The problem is not sugar per se – as noted above, a little of it is a good thing.  It provides a quick boost of energy.  It helps the medicine go down. But we’re now in a situation of “too much of a good thing” – and that’s a bad thing.  So how can you avoid excessive sugar intake when you quit?  Here are a few tips.

  • Remember, now that you’ve stopped smoking, your taste receptors will start to recover their sensitivity so it may take less sugar to satisfy your desire for sweets. Indulge in bite-size bits, chewing thoroughly to release the flavor. Take time to savor; as the French say, “It’s all in the first bites. “
  • Try sucking hard candies like lemon drops or (if you’re not using Nicorette) chewing gum.  This suggestion is based on studies of glucose tablets, which, though they don’t promote smoking cessation in and of themselves, can suppress craving for nicotine.  The idea here is to get your sweet “fix” in a long-lasting form; can’t hurt, might help!

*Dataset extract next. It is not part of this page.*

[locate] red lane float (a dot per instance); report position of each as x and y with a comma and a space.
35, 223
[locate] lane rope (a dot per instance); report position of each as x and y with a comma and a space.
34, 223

  • Keep nutritious low-calorie snacks at least as readily available as your stash of sweet treats.
  • Don’t skip meals in an effort to reduce overall intake or control weight. Prolonged intervals between meals lead to low blood sugar, which may provoke sudden hunger pangs that induce craving for sweets and binge-eating.
  • Reduce your intake of processed foods.  If you make it yourself, you’ll know and control how much sugar goes into your food.